There was a great article in Barron’s this past week that highlighted the many ways parents can put their retirement at risk by prioritizing their children financially. In a 2018 Bank of America Merrill Lynch and Age Wave survey, nearly 3 in 4 of parents put their kids needs ahead of their own retirement. The same survey found nearly 80% of parents give some financial support to their adult children – those in college or beyond.
What is more, the sum of that assistance comes to a whopping $500 billion annually, double the amount that parents contribute to retirement accounts every year! Considering how many Americans are already behind when it comes to saving for their golden years, I wanted to discuss some ways parents can strike a healthy balance between their own future and that of their children.
WOW! PARENTS ARE GIVING TWICE AS MUCH MONEY TO THEIR ADULT KIDS AS THEY ARE CONTRIBUTING TO THEIR RETIREMENT. WHAT IS DRIVING THIS TREND?
Educational costs are the key contributor. According to the article, four-year private college education costs nearly $48,500 a year, twice the amount it cost in the 1980s. Many parents want to help their kids avoid student loans, and so they forego contributions to their retirement fund. Indeed, T. Rowe Price survey found 70 percent said they would be willing to delay retirement to pay for their children’s education. Worse, many parents are taking on debt to pay for their kid’s college bills. According to Federal Reserve data, between 2001 and 2016 education debt increased six-fold, and families headed by someone age 40 or older represented that largest increase.
HOW CAN PARENTS HELP WITH RISING EDUCATIONAL COSTS AND PROTECT THEIR OWN FINANCES?
The first thing to do is plan ahead if possible. Ideally, you want to be contributing to your retirement accounts and a 529 college-savings plan for your child while they are growing up. 529 plans are investment accounts sponsored by states that are tax-free as long as the money is used for education expenses.
You need to apply for financial aid by filling out the FAFSA (Free Application for Federal Student Aid) form, along with any forms required by your child’s college. Students need to pursue scholarship opportunities. Each year, an estimated $46 billion in grants and scholarship money is awarded by the U.S. Department of Education and the nation’s colleges and universities. But remember, you should not be taking out loans or cashing out your retirement account to pay for college. Your child can take out loans for college, you cannot take out loans for retirement.
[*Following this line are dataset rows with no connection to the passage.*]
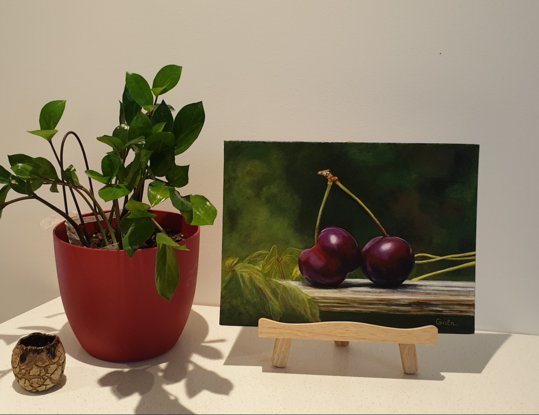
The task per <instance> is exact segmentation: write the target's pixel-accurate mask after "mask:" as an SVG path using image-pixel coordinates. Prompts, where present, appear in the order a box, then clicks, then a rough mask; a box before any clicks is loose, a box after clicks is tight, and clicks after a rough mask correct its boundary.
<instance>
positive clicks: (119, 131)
mask: <svg viewBox="0 0 539 415" xmlns="http://www.w3.org/2000/svg"><path fill="white" fill-rule="evenodd" d="M128 135H129V128H128V127H127V125H119V126H118V127H116V128H115V129H114V131H113V132H112V136H113V137H116V138H119V139H120V140H122V143H123V145H125V143H127V141H128V140H129V139H128Z"/></svg>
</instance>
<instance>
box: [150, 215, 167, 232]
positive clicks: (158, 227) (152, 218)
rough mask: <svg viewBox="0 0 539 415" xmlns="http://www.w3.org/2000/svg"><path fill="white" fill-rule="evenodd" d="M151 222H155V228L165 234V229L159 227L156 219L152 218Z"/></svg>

WHAT ARE THE OTHER DRIVERS OF PARENTAL GIVING?
A large number of would-be empty-nesters that are not paying for their children’s education find their chicks return home. Oftentimes, this means parents end up shelling out for their grown child’s room and board. Others subsidize rent, insurance or other bills. And while some assistance to get your children on their feet after college is fine, it is not uncommon for temporary assistance to morph into a pattern that lasts for years.
AS PARENTS, WHAT SHOULD WE KEEP IN MIND TO PROTECT OUR FUTURE?
There are a few things to consider. First, you do not want to encourage dependency. No parent does it intentionally, but grown children can come to expect it, assuming there is more where that came from. You are not doing your kids a service by sacrificing your finances for them.
Second, do not be afraid to have The Talk. If you need to focus on your own finances and retirement, share that with your child. Let them know that you were happy to help while you could. And to that point, a little tough love can go a long way.
Finally, remember the safety drill on airplanes: put on your own oxygen mask before helping your children. Remember that your finances are very similar. At the end of the day, you can only be financially helpful to your children if you are stable yourself.